Je vous prie de considérer d'ailleurs, qu'il croit ses allégations absolument conformes (aux expressions près) à la procédure. Il ne peut concevoir comment un arrêt pourait couvrir une sentence illégale, et rendre légitime ce qui est par soi même injuste et incompétent. Il sait par cœur le mémoire à consulter signé par huit avocats le 27e juin 1766. La consultation dit positivement, page 19, qu'il y a dans la procédure et dans les jugements intervenus dans cette affaire des vices qui ne peuvent être corrigés que par des tribunaux supérieurs.

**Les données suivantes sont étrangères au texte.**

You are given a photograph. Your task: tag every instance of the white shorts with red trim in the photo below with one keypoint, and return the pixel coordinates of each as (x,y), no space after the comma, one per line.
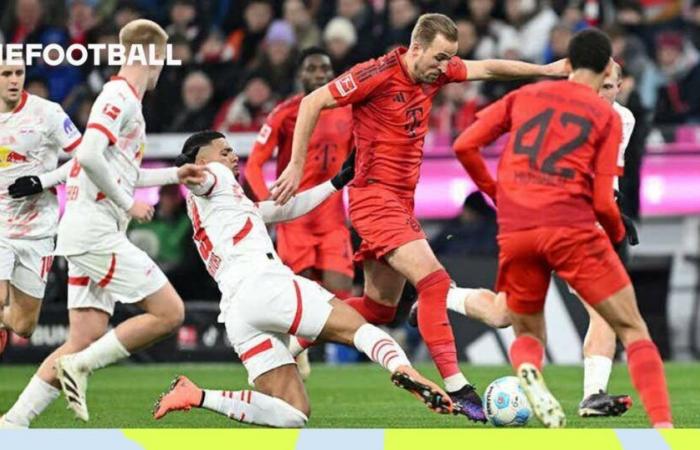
(99,280)
(266,310)
(26,263)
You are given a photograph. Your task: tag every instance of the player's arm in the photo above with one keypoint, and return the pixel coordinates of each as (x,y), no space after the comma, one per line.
(264,146)
(306,201)
(309,110)
(604,205)
(505,69)
(492,122)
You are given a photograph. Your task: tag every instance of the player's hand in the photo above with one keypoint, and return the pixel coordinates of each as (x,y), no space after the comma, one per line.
(630,231)
(286,185)
(557,69)
(191,174)
(346,173)
(24,186)
(141,212)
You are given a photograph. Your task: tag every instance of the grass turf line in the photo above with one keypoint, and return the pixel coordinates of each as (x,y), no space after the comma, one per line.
(350,396)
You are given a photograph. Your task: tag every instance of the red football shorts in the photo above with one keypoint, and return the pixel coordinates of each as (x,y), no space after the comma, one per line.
(301,250)
(583,257)
(383,219)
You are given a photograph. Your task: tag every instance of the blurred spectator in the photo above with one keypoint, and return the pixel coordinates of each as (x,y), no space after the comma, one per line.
(532,21)
(37,86)
(307,32)
(277,60)
(466,38)
(679,80)
(197,111)
(361,16)
(473,232)
(402,16)
(495,37)
(247,111)
(245,40)
(81,19)
(558,45)
(183,21)
(340,38)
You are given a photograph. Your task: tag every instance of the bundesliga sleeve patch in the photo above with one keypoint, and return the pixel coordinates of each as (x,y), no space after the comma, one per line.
(345,85)
(264,134)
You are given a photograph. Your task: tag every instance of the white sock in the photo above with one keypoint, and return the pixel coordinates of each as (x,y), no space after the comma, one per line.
(596,373)
(33,400)
(380,347)
(456,297)
(254,407)
(103,352)
(455,382)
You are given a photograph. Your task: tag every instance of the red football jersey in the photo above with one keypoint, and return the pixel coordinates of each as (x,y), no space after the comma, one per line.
(329,146)
(561,135)
(390,118)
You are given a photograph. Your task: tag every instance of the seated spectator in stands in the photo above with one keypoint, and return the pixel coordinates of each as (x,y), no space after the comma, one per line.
(495,37)
(340,38)
(473,232)
(299,17)
(361,16)
(558,45)
(245,40)
(679,75)
(197,110)
(247,111)
(532,21)
(183,21)
(277,61)
(467,39)
(81,20)
(402,16)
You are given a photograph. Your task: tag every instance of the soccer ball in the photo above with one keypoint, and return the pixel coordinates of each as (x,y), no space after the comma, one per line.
(506,404)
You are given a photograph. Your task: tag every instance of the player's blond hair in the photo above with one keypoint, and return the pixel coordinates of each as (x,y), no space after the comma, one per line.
(430,25)
(142,32)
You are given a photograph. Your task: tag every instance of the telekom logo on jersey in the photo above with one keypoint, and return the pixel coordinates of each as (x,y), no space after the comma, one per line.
(78,55)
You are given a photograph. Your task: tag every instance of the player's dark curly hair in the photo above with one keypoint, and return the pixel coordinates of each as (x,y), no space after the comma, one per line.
(590,49)
(192,145)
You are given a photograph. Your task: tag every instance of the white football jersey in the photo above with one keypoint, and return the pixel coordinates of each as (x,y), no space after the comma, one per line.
(91,221)
(628,122)
(230,233)
(30,138)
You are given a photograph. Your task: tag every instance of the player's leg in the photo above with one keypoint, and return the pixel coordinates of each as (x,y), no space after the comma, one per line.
(598,354)
(86,325)
(643,359)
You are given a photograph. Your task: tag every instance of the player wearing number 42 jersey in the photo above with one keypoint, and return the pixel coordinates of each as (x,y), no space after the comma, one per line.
(391,99)
(557,212)
(263,302)
(32,131)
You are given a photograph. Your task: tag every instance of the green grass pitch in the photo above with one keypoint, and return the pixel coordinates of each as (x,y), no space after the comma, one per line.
(350,396)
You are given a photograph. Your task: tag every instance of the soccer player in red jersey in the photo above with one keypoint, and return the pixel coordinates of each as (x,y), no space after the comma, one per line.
(555,185)
(316,245)
(391,99)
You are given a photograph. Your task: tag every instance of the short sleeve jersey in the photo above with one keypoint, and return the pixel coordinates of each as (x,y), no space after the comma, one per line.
(91,221)
(562,134)
(390,118)
(229,232)
(329,146)
(30,139)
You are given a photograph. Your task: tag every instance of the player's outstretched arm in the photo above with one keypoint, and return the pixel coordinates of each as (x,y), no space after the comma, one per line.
(310,108)
(506,69)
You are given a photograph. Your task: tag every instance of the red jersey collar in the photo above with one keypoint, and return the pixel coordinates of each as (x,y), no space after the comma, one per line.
(133,89)
(22,101)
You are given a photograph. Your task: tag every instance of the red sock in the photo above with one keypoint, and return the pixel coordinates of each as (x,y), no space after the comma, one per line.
(647,373)
(433,323)
(373,312)
(526,349)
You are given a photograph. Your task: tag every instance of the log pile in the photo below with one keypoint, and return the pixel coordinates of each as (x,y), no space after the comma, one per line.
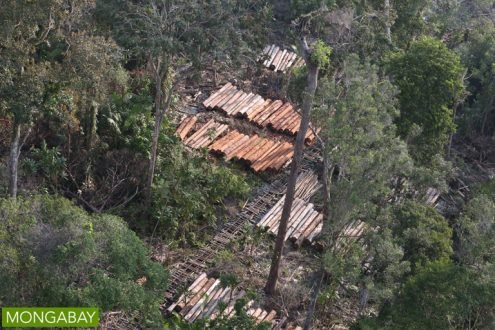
(278,59)
(186,126)
(260,153)
(305,223)
(280,116)
(203,297)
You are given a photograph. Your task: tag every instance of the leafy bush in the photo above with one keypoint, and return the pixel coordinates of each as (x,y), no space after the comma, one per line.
(55,254)
(189,191)
(423,233)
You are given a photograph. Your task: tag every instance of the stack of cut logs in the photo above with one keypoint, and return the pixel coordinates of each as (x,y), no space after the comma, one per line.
(203,297)
(260,153)
(206,134)
(305,223)
(281,116)
(277,59)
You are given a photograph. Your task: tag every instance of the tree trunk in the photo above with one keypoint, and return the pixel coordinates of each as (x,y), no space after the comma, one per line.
(312,304)
(388,33)
(14,160)
(161,73)
(92,126)
(291,184)
(326,184)
(154,139)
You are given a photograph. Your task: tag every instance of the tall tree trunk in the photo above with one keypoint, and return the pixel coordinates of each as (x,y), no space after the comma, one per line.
(312,305)
(92,126)
(388,32)
(291,184)
(326,184)
(161,72)
(155,137)
(14,160)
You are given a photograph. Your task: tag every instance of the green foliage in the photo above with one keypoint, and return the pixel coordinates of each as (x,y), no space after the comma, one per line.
(303,7)
(410,22)
(428,75)
(126,122)
(153,28)
(477,55)
(441,296)
(320,54)
(423,234)
(356,113)
(47,162)
(189,192)
(476,231)
(55,254)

Qu'il n'est pas possible de laisser subsister cette sentence (page 21).
Qu'il faut avoir pendant trois ans continuels résidé et pratiqué dans une cour, pour y être assesseur en qualité de gradué (page 23).
Que l'ordonnance de 1667 admet les mineurs à se pourvoir contre les jugements où ils ont point été deffendus (page 24).
J'omets beaucoup d'autres articles importans, dont vous jugerez mieux que moi.
De plus, nôtre jeune homme est très sûr que s'il se présentait devant quelque parlement du roiaume que ce fût, il ne se trouverait pas une vieille femme qui déposât contre lui, parce qu'en effet tout le monde écoute la raison et l'humanité au bout de dix années quand la rage du fanatisme est passée, et que l'infâme invention des monitoires n'allarme plus les cervelles de la populace.
Nous avons eu icy un avocat de franche Comté aussi honnête homme qu'intelligent, qui plaide actuellement en faveur de douze mille familles réduites en servitude par des moines; cet avocat prétend qu'en huit jours de tems il obtiendrait de vôtre parlement une absolution entière en faveur de vôtre protégé.
Observez de plus, s'il vous plait, vous qui êtes seigneur de paroisse dans le comté de Ponthieu, que si vôtre protègé obtenait des lettres de grâce, s'il venait demander pardon à genoux pour les entériner, s'il prostituait ainsi l'habit uniforme des vainqueurs de Rosbak; il courrait risque d'offenser le roi son maître; et qu'il n'y gagnerait que la liberté de mourir de faim, en attendant qu'il pût jouïr dans vingt ans d'une légitime de cinq ou six cent livres de rente tout au plus; car vous savez que les cadets de Ponthieu sont encor plus mal traittés que ceux de Normandie.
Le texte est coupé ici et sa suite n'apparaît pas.